To assess the efficacy and safety of 10% Cocamide DEA using two treatment regimens in the eradication of head lice. To assess the ability of each treatment regimen to kill all viable ova and to assess patient acceptability of the product in use

Phase:

Phase 2/Phase 3

Accepts Healthy Volunteers?

Accepts Healthy Volunteers

Details

Lead Sponsor:

Medical Entomology Centre

Collaborator:

Riemann a/s

Criteria

Inclusion Criteria:

- Male and female patients over the age of 4 who are found to have a head louse
infection.

- Patients who give written informed consent and, if the patient is under 16 years of
age, whose guardian gives written informed consent to participate in the study.

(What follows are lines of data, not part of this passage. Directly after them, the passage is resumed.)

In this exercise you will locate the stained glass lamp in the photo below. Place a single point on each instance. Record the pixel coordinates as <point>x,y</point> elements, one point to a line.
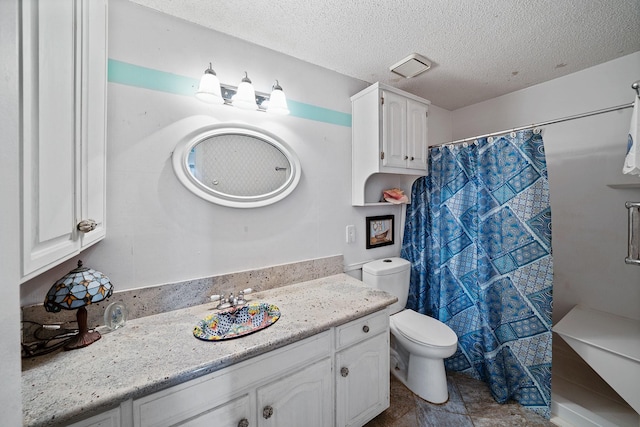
<point>80,287</point>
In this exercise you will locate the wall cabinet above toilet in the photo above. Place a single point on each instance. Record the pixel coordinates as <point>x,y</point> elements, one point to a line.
<point>390,137</point>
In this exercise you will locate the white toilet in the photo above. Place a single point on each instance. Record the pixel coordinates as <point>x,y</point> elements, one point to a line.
<point>419,343</point>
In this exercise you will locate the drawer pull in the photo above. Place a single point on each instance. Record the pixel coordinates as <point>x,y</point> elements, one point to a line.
<point>87,225</point>
<point>267,412</point>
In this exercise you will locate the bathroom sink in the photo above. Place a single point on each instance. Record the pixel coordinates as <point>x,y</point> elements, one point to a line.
<point>236,322</point>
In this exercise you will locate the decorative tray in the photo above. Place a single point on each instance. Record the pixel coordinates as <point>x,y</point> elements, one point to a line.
<point>236,322</point>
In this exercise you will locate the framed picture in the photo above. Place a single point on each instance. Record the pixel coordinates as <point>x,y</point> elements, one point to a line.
<point>379,231</point>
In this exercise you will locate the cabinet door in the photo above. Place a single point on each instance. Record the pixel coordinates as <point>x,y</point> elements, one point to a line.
<point>362,381</point>
<point>237,413</point>
<point>301,399</point>
<point>106,419</point>
<point>49,133</point>
<point>417,138</point>
<point>64,103</point>
<point>394,130</point>
<point>94,118</point>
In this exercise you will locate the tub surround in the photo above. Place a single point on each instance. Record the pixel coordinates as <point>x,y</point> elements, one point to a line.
<point>152,300</point>
<point>155,352</point>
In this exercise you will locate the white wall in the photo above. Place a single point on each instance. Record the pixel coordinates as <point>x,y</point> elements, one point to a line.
<point>10,398</point>
<point>583,157</point>
<point>158,232</point>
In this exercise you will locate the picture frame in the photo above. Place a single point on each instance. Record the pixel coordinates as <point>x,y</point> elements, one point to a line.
<point>380,231</point>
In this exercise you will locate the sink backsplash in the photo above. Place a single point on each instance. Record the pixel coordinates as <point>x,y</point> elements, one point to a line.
<point>152,300</point>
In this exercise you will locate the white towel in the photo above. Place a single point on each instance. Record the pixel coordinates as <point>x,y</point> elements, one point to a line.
<point>632,161</point>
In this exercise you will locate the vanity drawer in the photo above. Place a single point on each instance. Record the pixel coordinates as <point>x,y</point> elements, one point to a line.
<point>361,329</point>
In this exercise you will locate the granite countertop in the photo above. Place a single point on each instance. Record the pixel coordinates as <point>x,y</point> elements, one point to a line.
<point>155,352</point>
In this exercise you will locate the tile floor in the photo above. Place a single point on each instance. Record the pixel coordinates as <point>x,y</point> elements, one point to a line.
<point>470,405</point>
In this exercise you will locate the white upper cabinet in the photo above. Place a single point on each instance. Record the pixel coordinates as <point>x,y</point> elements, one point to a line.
<point>64,84</point>
<point>390,136</point>
<point>404,133</point>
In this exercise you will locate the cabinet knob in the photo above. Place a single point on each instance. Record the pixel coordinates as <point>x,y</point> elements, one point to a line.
<point>267,412</point>
<point>87,225</point>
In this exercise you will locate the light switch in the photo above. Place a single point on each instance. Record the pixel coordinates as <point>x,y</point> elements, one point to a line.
<point>351,234</point>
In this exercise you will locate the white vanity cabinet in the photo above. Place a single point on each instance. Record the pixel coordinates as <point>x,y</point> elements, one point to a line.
<point>300,399</point>
<point>288,386</point>
<point>362,369</point>
<point>109,418</point>
<point>301,384</point>
<point>64,86</point>
<point>389,141</point>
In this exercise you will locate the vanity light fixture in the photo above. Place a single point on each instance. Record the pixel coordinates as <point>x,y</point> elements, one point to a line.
<point>244,96</point>
<point>209,88</point>
<point>80,287</point>
<point>277,102</point>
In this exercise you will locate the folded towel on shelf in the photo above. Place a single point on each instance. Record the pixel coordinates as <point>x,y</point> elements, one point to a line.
<point>632,161</point>
<point>395,196</point>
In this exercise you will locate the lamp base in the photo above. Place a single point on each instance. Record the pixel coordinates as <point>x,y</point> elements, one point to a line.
<point>83,340</point>
<point>84,337</point>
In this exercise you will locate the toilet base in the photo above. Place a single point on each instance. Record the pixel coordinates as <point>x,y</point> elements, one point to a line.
<point>425,377</point>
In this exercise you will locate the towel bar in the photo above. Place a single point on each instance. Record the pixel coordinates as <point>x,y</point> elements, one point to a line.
<point>633,256</point>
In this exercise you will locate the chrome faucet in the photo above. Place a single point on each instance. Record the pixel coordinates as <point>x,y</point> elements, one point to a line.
<point>232,300</point>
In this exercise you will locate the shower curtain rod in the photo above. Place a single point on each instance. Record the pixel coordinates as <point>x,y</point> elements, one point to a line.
<point>550,122</point>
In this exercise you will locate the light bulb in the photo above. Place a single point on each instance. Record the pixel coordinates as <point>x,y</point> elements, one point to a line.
<point>245,97</point>
<point>277,103</point>
<point>209,88</point>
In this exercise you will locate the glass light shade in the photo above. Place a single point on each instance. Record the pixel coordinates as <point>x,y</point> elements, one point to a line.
<point>277,103</point>
<point>209,88</point>
<point>80,287</point>
<point>245,97</point>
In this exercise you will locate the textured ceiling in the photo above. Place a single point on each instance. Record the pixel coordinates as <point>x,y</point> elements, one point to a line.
<point>479,49</point>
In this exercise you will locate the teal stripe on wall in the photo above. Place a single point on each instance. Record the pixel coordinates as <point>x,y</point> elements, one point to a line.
<point>148,78</point>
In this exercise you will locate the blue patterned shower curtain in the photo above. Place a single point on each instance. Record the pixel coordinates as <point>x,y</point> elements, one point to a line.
<point>478,235</point>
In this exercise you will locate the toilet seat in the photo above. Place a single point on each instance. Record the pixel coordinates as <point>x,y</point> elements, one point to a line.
<point>423,329</point>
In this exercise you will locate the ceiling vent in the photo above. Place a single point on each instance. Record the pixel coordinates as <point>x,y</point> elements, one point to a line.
<point>411,66</point>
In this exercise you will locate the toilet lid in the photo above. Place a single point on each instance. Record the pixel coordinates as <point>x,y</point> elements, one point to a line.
<point>423,329</point>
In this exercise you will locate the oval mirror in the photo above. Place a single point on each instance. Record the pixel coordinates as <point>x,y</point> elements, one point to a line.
<point>236,165</point>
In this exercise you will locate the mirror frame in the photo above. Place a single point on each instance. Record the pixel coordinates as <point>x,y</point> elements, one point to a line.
<point>180,161</point>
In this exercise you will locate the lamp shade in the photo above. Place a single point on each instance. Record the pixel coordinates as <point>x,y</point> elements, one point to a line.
<point>245,97</point>
<point>209,88</point>
<point>82,286</point>
<point>277,103</point>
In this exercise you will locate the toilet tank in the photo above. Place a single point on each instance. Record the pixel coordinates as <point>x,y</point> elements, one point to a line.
<point>390,275</point>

- Available for the duration of study i.e. 15 days.

Exclusion Criteria:

- Patients with a known sensitivity to paraben preservatives.

- Patients who have been treated with other head lice products within the last 2 weeks.

- Patients who have undergone a course of antibiotic treatment within the last 4 weeks.

- Patients who have any persistent skin disorder of the scalp (i.e. eczema, chronic
dermatitis, psoriasis).

- Patients whose hair has been bleached, colour treated or permed within the last 4
weeks.

- Patients who have participated in another clinical trial within 1 month prior to entry
to this study.

- Patients who have already participated in this clinical trial.